You don't need an enlarger, a light bulb will do. If you want pure black and white contrast, use lith film for the copying and develop it in a hard developer, such as Tetenal Dokumol, or a lith developer.

-- Thomas Wollstein (thomas_wollstein@web.de), September 11, 2000.

Let's see, what you are asking is that your printer puts out a transparency with the traces in black, and you are trying to make the transparency with the traces as clear.

If so, then you want a contact printer (basically a hinged piece of glass on a board) and some lith film and developer. Also stop and fix. You sandwich the lith film under the printer output and expose to room light. You can work under red safelight with lith film. Lith developer is two part, which you mix together just before using. You will get only black or white, nothing in between.

Using this method you probably don't even need to print onto transparency material, white paper will do as well.

Another way, can your software invert the image? This would print the traces clear in the first place.

-- Terry Carraway (TCarraway@compuserve.com), September 11, 2000.


Yes that is what I want and yes I can get either from my printer but I will get a lot of pulling from the ink if I print "negative" -as it cools it shrinks and puts a belly into the media so the less ink the better. I do want a positive black where the traces are clear every where else but I can two step this. Now for details I need a specificfor the film , then I can just order it and the necessary chemistry without having to listen to a salesman telling me that I can't do that. Thanks guys you have been lots of help Terry Lingle

-- Terry Lingle (tlingle@ mail.wellsgray.net), September 11, 2000.

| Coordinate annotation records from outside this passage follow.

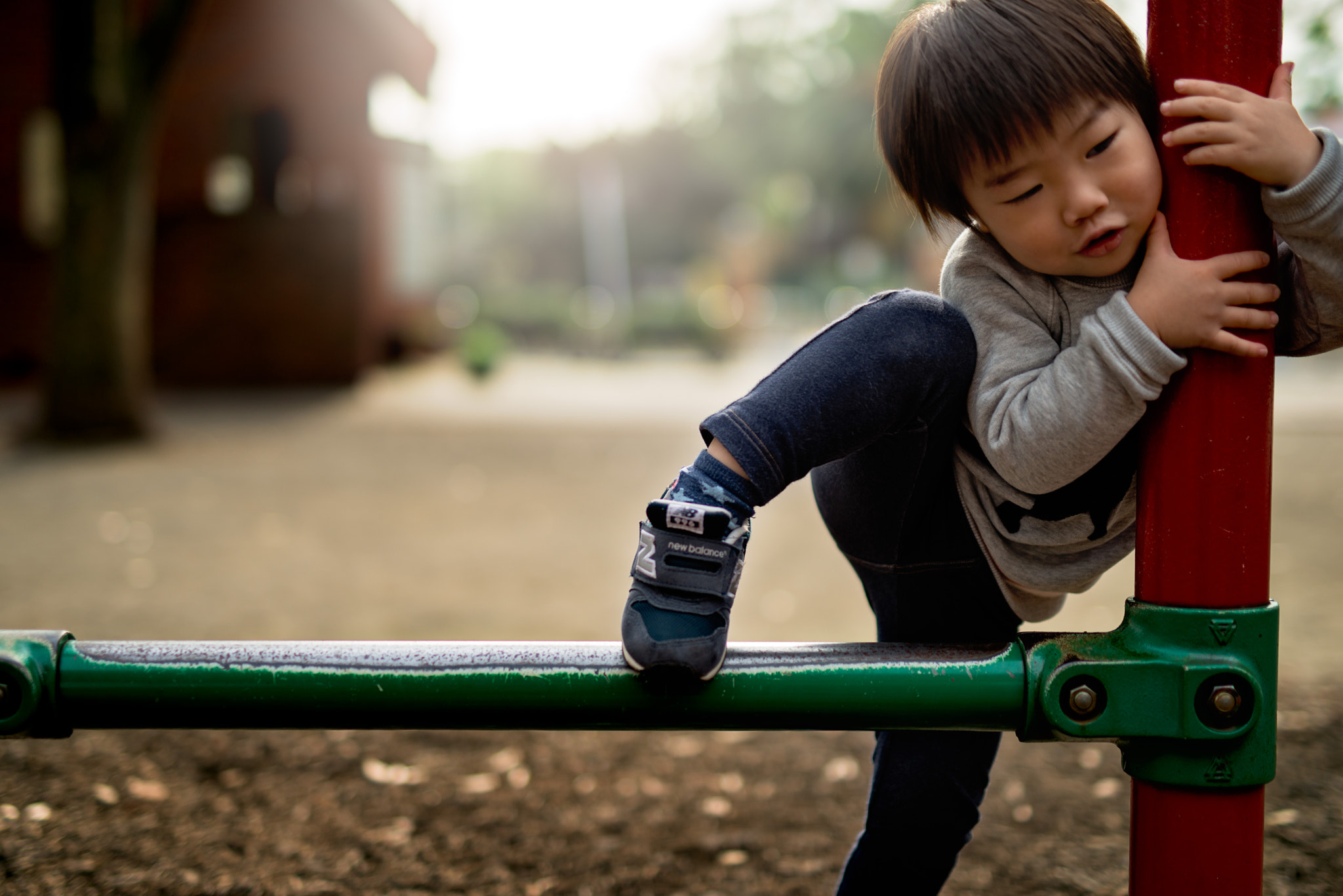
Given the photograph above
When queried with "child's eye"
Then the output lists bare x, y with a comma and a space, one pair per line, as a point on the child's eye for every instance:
1103, 146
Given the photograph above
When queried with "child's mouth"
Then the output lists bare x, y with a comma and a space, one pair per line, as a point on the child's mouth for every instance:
1104, 243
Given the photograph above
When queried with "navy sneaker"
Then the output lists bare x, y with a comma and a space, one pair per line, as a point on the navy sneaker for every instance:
685, 577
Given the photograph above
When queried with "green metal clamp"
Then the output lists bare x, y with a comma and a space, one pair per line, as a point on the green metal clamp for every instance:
29, 695
1189, 695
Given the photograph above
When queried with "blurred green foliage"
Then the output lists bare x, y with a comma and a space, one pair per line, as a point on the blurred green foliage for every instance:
765, 171
481, 348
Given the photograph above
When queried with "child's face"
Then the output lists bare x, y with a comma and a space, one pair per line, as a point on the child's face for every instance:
1075, 203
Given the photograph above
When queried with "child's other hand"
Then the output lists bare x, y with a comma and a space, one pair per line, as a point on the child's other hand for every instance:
1189, 303
1263, 138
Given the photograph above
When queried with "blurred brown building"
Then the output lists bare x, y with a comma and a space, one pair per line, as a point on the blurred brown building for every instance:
289, 237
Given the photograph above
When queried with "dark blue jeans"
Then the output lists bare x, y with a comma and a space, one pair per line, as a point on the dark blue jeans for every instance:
871, 406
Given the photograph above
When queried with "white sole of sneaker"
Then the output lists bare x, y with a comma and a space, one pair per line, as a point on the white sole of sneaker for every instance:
634, 665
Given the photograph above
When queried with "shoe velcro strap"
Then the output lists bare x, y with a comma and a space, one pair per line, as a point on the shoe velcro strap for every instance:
687, 562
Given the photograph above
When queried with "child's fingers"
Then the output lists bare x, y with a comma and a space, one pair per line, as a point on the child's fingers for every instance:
1201, 132
1198, 88
1244, 293
1214, 107
1233, 263
1224, 341
1249, 319
1281, 84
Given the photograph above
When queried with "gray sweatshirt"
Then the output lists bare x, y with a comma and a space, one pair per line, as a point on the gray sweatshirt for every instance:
1047, 468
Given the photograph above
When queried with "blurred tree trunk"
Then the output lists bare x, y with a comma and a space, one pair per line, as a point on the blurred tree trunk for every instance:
109, 60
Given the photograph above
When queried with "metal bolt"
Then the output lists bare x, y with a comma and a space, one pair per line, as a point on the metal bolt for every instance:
1083, 700
1225, 699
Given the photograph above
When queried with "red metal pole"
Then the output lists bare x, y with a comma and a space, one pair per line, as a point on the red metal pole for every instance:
1205, 469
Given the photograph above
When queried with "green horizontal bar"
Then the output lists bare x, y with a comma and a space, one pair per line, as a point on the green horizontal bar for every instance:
550, 684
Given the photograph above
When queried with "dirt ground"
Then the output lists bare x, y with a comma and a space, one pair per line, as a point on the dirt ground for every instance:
421, 507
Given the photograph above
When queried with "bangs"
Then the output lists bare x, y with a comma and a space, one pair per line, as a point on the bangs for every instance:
969, 81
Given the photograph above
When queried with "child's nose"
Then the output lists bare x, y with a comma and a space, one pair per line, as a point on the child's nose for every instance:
1085, 198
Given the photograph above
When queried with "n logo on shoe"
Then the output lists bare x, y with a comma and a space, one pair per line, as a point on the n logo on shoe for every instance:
644, 560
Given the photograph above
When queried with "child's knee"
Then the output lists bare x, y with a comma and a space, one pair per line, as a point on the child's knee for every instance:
920, 328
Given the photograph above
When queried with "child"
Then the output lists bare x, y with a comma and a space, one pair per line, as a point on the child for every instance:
974, 456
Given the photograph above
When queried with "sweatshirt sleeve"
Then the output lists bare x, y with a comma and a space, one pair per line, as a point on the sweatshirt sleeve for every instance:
1308, 218
1044, 414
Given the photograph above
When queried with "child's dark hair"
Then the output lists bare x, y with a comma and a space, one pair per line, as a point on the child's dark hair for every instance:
969, 81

I have determined that ortho film and developer will work. Now which film, what developer,where do I get It and how do I expose and process it? Ie. what type of light how powerful and for about how long for the recomended film? ditto for the chemical end. By the way I have directly contacted all of the major suppliers both by phone and Email they all want to suggest million dollar solutions also a professor of photography was unsure of what I needed. Well I have already done this 25 years ago so I know It can be done. and I know the level of equiptment needed its just that then I had a large photo finishing lab and allthe people and trimmings directly at hand so I did not have to concern myself with details. Also products dissapear ,new ones appear so I need to find the currently appropriate supplies. I need to have this up and working soon. Thanks Terry Lingle

-- Terry Lingle (tlingle@ mail.wellsgray.net), September 16, 2000.

Note: Some off-topic posts have been removed from this thread.

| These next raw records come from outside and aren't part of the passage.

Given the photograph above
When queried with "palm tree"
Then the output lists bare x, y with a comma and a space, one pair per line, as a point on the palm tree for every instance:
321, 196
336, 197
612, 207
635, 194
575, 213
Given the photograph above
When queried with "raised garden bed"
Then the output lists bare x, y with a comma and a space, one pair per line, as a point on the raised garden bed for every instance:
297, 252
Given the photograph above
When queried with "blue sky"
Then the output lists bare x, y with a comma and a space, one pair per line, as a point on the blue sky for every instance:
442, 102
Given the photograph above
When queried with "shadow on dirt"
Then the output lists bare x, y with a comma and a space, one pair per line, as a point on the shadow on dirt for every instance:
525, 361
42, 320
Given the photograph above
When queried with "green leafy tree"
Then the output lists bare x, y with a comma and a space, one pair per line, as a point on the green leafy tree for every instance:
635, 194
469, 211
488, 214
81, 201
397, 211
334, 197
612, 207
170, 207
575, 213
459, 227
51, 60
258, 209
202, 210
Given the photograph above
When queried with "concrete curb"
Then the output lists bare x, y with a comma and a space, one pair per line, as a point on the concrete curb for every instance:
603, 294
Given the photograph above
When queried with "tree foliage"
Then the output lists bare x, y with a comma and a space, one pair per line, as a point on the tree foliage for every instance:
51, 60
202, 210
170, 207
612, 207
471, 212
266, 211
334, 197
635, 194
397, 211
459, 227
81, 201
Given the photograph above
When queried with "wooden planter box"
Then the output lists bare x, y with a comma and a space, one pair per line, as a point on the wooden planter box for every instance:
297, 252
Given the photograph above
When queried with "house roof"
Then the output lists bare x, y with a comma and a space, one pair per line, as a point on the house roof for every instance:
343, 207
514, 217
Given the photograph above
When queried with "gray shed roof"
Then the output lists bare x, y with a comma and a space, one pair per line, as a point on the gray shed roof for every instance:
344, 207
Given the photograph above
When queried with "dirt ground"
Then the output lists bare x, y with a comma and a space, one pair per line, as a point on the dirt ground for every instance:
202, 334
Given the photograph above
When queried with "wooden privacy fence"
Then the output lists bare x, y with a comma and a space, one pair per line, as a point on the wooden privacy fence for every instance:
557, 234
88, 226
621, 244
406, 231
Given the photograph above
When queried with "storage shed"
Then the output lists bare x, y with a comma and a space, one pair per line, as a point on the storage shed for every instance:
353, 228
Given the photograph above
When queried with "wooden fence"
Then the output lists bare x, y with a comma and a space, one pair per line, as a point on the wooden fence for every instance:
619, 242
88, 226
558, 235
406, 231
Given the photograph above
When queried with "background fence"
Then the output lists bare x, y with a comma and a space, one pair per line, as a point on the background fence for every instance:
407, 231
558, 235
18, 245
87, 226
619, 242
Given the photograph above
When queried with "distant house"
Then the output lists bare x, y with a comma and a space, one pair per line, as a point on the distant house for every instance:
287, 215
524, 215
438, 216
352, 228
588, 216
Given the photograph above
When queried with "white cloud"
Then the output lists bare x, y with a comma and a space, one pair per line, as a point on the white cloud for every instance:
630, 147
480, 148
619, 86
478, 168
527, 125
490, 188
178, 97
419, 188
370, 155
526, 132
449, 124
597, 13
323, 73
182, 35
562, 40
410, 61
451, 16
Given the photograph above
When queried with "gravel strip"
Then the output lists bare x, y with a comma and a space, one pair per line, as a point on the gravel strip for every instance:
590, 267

-- Mason Resnick (bwworld@mindspring.com), September 16, 2000.

Thanks Mason.

-- Terry Carraway (TCarraway@compuserve.com), September 17, 2000.

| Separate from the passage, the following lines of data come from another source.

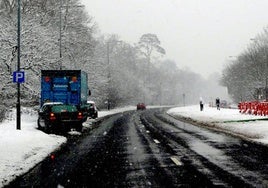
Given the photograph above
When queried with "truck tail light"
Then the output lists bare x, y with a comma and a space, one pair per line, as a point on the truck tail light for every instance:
74, 79
52, 116
47, 79
80, 115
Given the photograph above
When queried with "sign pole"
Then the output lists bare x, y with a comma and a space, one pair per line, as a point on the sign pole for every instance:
18, 69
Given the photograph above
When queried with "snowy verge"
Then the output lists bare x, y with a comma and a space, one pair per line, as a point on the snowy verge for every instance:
252, 127
22, 149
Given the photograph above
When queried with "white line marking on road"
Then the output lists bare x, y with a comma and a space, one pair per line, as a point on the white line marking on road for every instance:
176, 161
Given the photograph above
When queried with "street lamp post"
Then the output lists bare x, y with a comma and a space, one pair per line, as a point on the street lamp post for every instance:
18, 69
109, 71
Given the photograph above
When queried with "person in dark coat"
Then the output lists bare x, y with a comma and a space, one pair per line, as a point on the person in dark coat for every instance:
218, 103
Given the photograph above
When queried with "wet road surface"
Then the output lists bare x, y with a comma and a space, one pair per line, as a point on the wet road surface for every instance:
151, 149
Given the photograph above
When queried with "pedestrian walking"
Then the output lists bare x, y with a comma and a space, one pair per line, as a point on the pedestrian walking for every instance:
218, 103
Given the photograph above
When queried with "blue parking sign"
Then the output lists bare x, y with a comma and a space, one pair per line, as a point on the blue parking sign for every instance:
18, 76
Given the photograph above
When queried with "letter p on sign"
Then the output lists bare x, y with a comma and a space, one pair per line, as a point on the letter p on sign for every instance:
18, 77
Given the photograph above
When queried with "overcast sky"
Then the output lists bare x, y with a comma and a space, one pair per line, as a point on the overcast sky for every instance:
198, 34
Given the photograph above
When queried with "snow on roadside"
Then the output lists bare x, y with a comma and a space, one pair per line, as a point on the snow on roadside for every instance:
250, 126
23, 149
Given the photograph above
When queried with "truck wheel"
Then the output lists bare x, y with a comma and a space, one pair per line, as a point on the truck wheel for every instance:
47, 129
79, 127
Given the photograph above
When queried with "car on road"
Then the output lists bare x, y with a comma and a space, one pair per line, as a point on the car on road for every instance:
59, 117
92, 110
141, 106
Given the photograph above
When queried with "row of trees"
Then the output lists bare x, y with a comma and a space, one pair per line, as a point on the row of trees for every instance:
59, 34
246, 76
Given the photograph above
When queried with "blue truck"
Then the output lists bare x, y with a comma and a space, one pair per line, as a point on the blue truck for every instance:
67, 86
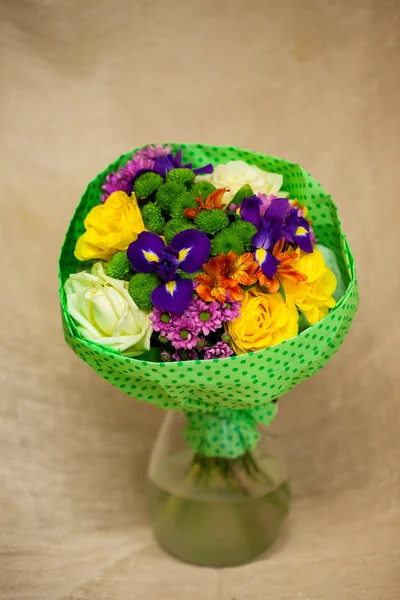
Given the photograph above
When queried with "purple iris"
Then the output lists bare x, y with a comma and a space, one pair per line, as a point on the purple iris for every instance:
297, 230
279, 221
164, 164
188, 251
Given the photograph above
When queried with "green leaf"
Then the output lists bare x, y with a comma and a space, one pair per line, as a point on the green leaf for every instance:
244, 192
303, 323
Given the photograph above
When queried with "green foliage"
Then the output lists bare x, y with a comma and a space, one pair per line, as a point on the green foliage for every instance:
118, 266
146, 184
140, 287
181, 176
245, 231
167, 195
211, 221
185, 200
226, 241
203, 189
152, 218
175, 226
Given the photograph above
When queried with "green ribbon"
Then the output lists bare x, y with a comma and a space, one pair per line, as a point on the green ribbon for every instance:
225, 432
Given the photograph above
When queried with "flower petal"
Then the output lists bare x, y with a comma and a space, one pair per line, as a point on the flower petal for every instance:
193, 247
145, 252
250, 210
269, 265
173, 296
263, 239
275, 215
302, 236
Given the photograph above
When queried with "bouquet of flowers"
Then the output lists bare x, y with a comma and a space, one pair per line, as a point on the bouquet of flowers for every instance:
207, 279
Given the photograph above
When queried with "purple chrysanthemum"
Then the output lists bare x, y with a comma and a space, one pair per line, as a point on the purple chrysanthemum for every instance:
184, 334
122, 180
185, 355
230, 310
162, 321
206, 316
220, 350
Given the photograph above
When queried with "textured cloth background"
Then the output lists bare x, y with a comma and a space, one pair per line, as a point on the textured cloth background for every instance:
316, 82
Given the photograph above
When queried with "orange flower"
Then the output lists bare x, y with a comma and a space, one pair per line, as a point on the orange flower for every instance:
212, 201
285, 269
225, 273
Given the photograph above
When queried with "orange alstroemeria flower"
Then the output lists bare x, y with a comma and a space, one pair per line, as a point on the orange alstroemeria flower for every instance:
285, 269
223, 276
212, 201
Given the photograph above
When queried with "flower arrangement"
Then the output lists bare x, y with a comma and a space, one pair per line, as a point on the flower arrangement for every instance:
210, 280
196, 263
182, 259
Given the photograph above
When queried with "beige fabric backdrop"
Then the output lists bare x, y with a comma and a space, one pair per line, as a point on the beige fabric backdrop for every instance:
83, 81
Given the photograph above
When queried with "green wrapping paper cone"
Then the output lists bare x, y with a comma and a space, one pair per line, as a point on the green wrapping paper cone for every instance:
229, 395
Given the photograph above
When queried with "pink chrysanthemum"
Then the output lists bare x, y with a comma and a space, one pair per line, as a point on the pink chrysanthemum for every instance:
185, 355
220, 350
206, 316
230, 310
122, 180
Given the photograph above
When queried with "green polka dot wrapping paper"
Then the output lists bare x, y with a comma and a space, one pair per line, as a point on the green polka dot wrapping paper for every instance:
224, 398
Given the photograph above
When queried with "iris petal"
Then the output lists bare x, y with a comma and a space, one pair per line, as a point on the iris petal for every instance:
193, 247
173, 296
145, 252
263, 239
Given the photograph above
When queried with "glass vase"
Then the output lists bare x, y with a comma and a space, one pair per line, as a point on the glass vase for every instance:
215, 511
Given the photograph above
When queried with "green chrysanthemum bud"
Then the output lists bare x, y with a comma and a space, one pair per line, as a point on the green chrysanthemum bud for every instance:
211, 221
146, 184
152, 218
226, 241
245, 231
244, 192
140, 287
119, 266
181, 176
167, 195
185, 200
191, 276
175, 226
203, 189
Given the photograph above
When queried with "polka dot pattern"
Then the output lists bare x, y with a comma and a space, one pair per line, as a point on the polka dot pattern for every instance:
245, 383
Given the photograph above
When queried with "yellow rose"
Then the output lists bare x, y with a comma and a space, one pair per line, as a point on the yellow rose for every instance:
265, 320
313, 296
105, 313
236, 173
110, 227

Terry, A couple of things. Mason's post about deleting off-topic post probably have some relation to me. I received an e-mail from him stating that he considered my response to be some sort of personal attack. My response was definately on-topic, but if I offended anyone then I sincerely apologize. I do stand by my original comments! Find the nearest graphic arts supply store or supplier and talk to someone knowledgeable in the use of ortho materials. If you did this 25 years ago then you were not dealing with ink-jet transparencies, but with film positives and negatives. The exact same materials should be available now as were available then along with some new ones which (in my experience) are much better. The digital age has changed the way we do everything--I have absolutely no use for ortho-chromatic materials any more, but I still know how to use them.

Fred Imaging Services NASA Marshall Space Flight Center Huntsville, Alabama

-- fred (fdeaton@lycos.com), September 19, 2000.


Fred,

You original post was inflamatory and without use. This one is better.

What is different about an ink jet transparency and a film negative? If you are working from a pure opaque black and clear media, it is the same. Contact printing is contact printing.

There may be some new stuff out there, but like TriX and D-76, Kodalith and Kodalith developer are still around and will do the job.